In this context, researchers Guttorm Asse, Chris Musso and Dennis Schweidhelm agreed that the architecture of tomorrow’s vehicles is what is defined today, giving chemical companies a small opportunity to set standards for material applications. in the years to come. Window C is offered.
According to the report prepared by three experts, while chemicals in the automotive industry have traditionally been considered on a unit cost basis, with suppliers barely retaining value throughout the program lifecycle, most Savvy auto parts manufacturers and tier suppliers are now moving towards a system value approach. These players believe that physical solutions can bring tremendous value in reducing costs and improving the reliability of expensive parts such as batteries, power electronics and electric motors.
The report states that a typical BEV’s powertrain (battery, inverter and electric motor) costs more than $10,000, four times more than the same parts in a traditional combustion engine car. Therefore, the electric vehicle system must reduce its cost for more popular and widespread adoption.
In this context, leading OEMs have found that using the right thermal and insulating materials in powertrains can result in a significant increase in system efficiency and reduction in warranty costs, which together can be worth several years. . Hundreds of dollars per vehicle. These savings make it much easier for OEMs to invest in these enabling materials.
For example, transitioning from silicon oxide (Si) power modules to silicon carbide (SiC) power modules in the inverter can result in system savings on the order of $200 per vehicle. This is due to the higher energy efficiency of the semiconductor (which reduces battery costs) and a more optimal cooling profile (which reduces thermal management costs), even though SiC costs more than its Si counterparts.

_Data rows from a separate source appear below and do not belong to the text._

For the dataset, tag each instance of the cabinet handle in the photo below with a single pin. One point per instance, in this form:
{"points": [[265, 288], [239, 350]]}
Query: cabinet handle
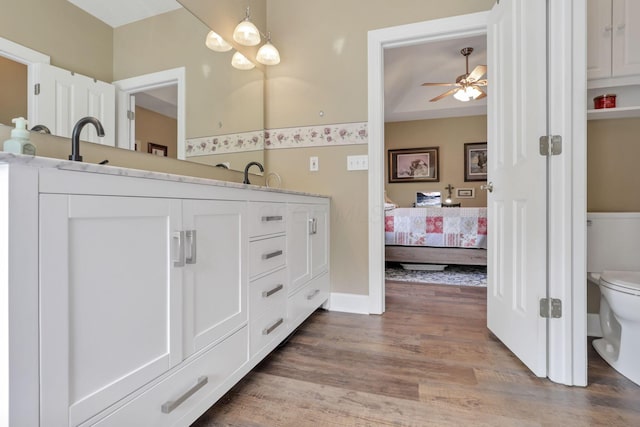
{"points": [[169, 406], [313, 294], [191, 243], [267, 331], [272, 254], [267, 294], [178, 239]]}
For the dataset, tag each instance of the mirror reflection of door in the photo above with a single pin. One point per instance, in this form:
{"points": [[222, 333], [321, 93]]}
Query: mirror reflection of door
{"points": [[13, 87], [156, 119]]}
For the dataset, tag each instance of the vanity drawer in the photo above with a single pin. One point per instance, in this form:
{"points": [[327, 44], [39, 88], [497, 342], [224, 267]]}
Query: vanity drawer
{"points": [[264, 329], [304, 302], [266, 218], [198, 382], [268, 293], [266, 255]]}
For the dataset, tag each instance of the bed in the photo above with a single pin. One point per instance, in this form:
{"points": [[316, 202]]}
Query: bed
{"points": [[433, 235]]}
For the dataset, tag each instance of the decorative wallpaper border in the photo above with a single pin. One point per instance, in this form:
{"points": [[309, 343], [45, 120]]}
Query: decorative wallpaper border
{"points": [[222, 144], [317, 136], [274, 139]]}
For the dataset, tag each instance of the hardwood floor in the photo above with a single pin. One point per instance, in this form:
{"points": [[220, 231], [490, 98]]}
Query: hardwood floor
{"points": [[428, 361]]}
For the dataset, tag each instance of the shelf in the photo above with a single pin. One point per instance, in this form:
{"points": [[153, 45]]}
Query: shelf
{"points": [[613, 113]]}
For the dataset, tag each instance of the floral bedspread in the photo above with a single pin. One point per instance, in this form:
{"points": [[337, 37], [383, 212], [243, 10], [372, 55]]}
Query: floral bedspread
{"points": [[441, 227]]}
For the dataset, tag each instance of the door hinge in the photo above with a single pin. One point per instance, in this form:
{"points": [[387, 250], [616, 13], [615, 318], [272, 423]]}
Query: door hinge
{"points": [[551, 308], [550, 145]]}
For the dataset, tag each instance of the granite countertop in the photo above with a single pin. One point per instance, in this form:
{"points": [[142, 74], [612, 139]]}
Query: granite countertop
{"points": [[67, 165]]}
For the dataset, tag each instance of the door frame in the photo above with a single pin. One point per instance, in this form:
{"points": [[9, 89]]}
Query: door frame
{"points": [[127, 87], [567, 342], [470, 25]]}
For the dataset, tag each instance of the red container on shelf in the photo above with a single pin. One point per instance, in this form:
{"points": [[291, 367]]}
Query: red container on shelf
{"points": [[604, 101]]}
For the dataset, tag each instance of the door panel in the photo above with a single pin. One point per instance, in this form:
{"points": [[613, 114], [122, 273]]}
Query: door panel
{"points": [[517, 206]]}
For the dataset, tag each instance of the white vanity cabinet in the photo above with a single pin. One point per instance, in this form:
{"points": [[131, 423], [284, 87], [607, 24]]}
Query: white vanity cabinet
{"points": [[613, 34], [132, 298]]}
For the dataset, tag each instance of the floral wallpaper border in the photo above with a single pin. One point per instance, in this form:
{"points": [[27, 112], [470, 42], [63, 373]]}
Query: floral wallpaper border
{"points": [[222, 144], [312, 136], [273, 139]]}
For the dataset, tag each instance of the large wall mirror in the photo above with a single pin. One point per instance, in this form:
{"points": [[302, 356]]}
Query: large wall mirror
{"points": [[223, 108]]}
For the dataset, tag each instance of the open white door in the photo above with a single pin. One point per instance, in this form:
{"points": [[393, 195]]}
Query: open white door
{"points": [[517, 264]]}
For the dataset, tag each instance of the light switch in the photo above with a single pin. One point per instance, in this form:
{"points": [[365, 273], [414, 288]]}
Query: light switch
{"points": [[358, 163], [313, 164]]}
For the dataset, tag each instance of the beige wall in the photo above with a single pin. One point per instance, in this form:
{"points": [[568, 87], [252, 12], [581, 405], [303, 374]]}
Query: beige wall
{"points": [[156, 128], [13, 87], [73, 39], [613, 150], [447, 134], [323, 45]]}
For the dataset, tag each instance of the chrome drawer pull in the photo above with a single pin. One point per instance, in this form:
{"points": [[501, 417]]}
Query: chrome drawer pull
{"points": [[267, 294], [273, 254], [267, 331], [173, 404], [313, 294]]}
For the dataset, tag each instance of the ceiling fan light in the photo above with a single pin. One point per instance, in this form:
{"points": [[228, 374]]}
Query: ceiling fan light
{"points": [[268, 54], [461, 95], [240, 62], [217, 43], [246, 33]]}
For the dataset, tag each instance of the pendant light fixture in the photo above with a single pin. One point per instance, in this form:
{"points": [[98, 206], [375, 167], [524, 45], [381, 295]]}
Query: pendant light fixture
{"points": [[268, 54], [240, 62], [216, 43], [246, 33]]}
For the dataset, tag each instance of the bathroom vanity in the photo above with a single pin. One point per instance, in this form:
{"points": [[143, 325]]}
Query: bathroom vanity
{"points": [[139, 298]]}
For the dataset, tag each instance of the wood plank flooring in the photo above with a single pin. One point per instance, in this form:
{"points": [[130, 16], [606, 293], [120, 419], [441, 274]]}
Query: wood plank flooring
{"points": [[428, 361]]}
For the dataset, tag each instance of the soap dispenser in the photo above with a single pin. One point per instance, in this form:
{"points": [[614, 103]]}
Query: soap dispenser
{"points": [[19, 141]]}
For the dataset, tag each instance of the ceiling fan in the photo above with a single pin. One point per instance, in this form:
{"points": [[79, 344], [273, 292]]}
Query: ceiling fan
{"points": [[468, 85]]}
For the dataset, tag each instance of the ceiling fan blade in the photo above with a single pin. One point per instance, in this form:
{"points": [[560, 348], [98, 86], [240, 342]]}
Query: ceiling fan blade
{"points": [[444, 95], [477, 72], [439, 84]]}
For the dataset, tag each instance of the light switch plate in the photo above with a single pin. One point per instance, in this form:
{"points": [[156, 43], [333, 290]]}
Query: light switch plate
{"points": [[313, 164], [358, 163]]}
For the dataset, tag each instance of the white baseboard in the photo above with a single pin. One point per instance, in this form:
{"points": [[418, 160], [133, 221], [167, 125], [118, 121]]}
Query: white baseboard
{"points": [[348, 303], [593, 325]]}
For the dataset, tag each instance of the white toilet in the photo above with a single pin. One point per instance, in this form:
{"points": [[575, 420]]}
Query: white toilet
{"points": [[613, 262]]}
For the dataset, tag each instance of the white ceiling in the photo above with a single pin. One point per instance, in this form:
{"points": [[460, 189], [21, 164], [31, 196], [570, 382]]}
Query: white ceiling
{"points": [[120, 12], [406, 68]]}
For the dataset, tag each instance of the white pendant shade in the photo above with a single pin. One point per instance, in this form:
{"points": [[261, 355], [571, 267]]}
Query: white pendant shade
{"points": [[217, 43], [246, 33], [240, 62], [268, 54]]}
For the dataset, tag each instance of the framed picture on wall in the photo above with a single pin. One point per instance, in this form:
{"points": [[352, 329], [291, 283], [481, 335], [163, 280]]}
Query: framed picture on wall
{"points": [[157, 149], [414, 165], [475, 161]]}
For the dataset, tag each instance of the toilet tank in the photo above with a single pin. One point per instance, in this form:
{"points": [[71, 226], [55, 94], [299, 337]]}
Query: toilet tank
{"points": [[613, 241]]}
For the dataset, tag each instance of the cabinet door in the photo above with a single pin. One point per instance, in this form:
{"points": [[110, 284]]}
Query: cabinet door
{"points": [[320, 240], [599, 33], [298, 245], [215, 279], [626, 38], [109, 301]]}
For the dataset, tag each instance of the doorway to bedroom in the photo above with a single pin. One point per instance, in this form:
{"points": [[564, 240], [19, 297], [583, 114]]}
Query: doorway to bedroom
{"points": [[435, 225]]}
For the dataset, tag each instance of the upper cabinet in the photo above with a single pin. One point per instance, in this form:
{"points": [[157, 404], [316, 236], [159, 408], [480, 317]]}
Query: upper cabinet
{"points": [[613, 56], [612, 38]]}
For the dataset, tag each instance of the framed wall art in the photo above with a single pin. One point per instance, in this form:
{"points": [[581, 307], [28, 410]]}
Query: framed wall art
{"points": [[475, 161], [414, 165]]}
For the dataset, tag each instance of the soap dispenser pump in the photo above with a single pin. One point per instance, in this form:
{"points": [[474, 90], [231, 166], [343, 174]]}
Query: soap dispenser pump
{"points": [[19, 141]]}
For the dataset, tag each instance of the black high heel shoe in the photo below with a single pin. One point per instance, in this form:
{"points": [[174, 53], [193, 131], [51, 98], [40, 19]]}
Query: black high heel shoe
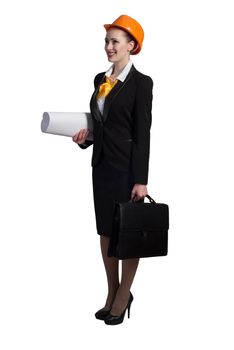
{"points": [[102, 314], [114, 320]]}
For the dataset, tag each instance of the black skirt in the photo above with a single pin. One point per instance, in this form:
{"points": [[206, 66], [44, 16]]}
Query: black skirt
{"points": [[109, 185]]}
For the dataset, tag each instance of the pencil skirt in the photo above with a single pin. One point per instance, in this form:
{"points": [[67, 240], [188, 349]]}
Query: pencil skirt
{"points": [[109, 185]]}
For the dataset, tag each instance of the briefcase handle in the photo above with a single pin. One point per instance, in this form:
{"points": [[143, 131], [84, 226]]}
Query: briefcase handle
{"points": [[149, 198]]}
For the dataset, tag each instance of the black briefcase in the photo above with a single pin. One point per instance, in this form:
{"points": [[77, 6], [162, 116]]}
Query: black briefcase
{"points": [[139, 230]]}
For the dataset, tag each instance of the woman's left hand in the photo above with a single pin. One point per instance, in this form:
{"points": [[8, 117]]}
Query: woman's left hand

Estimated competitive in the final price of the product, taking into account batteries, systems and thermal products, its total cost will increase from the current USD 10,300 to USD 8,200 in 2025, reaching USD 7,100 in 2030. Ira,
At the same time, academic work has highlighted that hardware innovations that reduce system costs can deliver tremendous value and are expected to represent a $20 billion market by 2030 in the efficiency-related industry. energy. , thermal management and battery life, not to mention cell chemistry.
“The electric vehicle industry is making a significant shift towards higher temperature, more expensive and more efficient inverter technology, which will require better thermal and insulation materials,” he said.
It’s no secret that battery costs need to come down significantly for electric vehicles to be profitable, and that battery safety is paramount. According to McKinsey researchers, while most of the conversation seems to focus on the chemistry and balance between supply and demand of battery cell materials, many device manufacturers have already recognized that plastics , silicon, asbestos (insulation) and other thermal materials can be designed. To greatly reduce the system cost of electric cars.